Thank you again! I appreciate the kind words. 🙂

fschwopeThis is the exact same conversation I had with TEA about this question! Thank you for confirming my thinking.

bstockusPost authorGlad to know I’m not alone, but frustrated to know that they’re hearing the same thing from multiple people and not acting on it.

ShellyI’ve been on item review committees in my state, but ran into almost this exact scenario. Math teachers: “This is a terrible question for these reasons.” State reps: “This question cost a lot of money to develop, don’t you think it’s good enough?” And on and on, similar to your experience with the lady on the phone. Before I was on the committee, I had serious doubts about the validity of the math test given in my state.

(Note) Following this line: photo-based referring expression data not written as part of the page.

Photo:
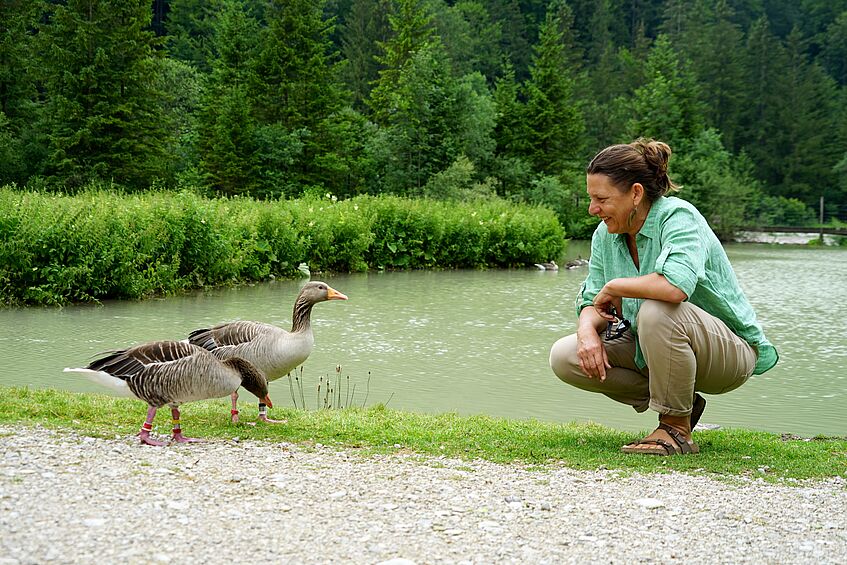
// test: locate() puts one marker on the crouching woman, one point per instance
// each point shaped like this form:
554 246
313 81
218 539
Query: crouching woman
661 315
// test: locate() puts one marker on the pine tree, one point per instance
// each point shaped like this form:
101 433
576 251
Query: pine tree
227 143
297 87
554 120
18 151
705 34
667 106
106 113
189 26
806 115
364 28
411 31
835 49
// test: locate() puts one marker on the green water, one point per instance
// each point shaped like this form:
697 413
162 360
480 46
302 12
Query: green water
474 341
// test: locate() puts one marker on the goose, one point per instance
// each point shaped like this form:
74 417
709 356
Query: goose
172 372
272 350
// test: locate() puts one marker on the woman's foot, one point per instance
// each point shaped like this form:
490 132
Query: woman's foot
672 437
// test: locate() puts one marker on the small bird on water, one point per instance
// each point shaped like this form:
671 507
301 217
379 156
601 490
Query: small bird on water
172 373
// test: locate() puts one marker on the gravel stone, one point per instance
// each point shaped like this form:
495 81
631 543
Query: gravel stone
67 498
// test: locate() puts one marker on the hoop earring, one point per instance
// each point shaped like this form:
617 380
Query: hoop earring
632 216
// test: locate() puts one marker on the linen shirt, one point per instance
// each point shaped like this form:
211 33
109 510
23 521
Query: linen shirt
677 242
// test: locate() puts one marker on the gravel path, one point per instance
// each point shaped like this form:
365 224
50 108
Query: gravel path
66 498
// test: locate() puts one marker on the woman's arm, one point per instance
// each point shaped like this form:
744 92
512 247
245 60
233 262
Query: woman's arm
653 286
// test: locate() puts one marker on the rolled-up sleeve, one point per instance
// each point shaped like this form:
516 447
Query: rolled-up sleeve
596 275
682 259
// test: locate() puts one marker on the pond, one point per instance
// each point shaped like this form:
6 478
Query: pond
473 342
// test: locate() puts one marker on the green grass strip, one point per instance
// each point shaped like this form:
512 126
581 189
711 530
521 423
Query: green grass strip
725 453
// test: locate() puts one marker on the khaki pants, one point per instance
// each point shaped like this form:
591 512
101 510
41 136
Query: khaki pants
686 349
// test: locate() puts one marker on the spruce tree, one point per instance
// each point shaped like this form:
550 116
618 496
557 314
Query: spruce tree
18 148
105 110
364 28
554 120
667 106
297 85
227 144
411 31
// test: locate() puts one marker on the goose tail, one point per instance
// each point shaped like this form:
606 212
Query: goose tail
102 378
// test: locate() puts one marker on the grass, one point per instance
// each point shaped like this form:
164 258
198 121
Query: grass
725 453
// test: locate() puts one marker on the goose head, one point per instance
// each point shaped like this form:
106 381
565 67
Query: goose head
317 291
252 379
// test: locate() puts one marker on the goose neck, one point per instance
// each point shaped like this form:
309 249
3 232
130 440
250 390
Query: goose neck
301 319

Being on the committee didn’t change my views.

bstockusPost authorAs discouraging as that it is, I appreciate you sharing your experiences. I’m still probably going to volunteer to be on a committee so I can at least feel like I’m being proactive rather than reactive, but I’ll definitely go in realizing I still might run into some issues. Thank you again!

julierwrightThis is so maddening, but at least you were allowed to comment. On our state tests, both when they were OAKS (Oregon Assessment of Knowledge & Skills) and now with SBAC, we’re basically barred from writing the kind of stuff you wrote above, even when emailing state assessment people.

I still hold a grudge over how the old sixth grade Oregon math tests had question after question about “direct variation” when the STATE STANDARDS and the curriculum I’d been using only used the words “proportional relationship”. Yeah, the second year my kids took it, I knew to warn them they were the same thing, but the first year they hemorrhaged points over it. My kids’ scores were way higher the second year. Was it because I was that much better a teacher or just because I knew about some of the test’s quirks? STUPID.

Joe SchwartzBrian, I admire your tenacity and the way you’ve advocated for our students. I feel your fury and exasperation. Your post highlights one of the reasons why my wife and I have refused to allow our children to participate in any high stakes standardized testing.

Rhonda BurgerVery true! At the very least TEA should apologize! They hold teachers and districts accountable for every little detail, and if we make an honest mistake, it could still cost teachers our licences.

I used this question in a benchmark retest in January, and I mistakingly thought J was the only correct answer (I used the state’s answer key) even though I too teach subtraction and addition are inverse operations. The state also expects the students to recognize inverse operations as well. After reading Mathematically Correct’s response, I pulled those tests and found results similar to the state. Out of 23 students, 13 chose J, but 4 chose G and 6 were incorrect. And furthermore, TEA is wrong in their explanation that the other two choices could also be correct. Hogwash!

We all make mistakes and so do they. Fix it.

Rhonda

kajimuralWAY to go Brian. Keep at them!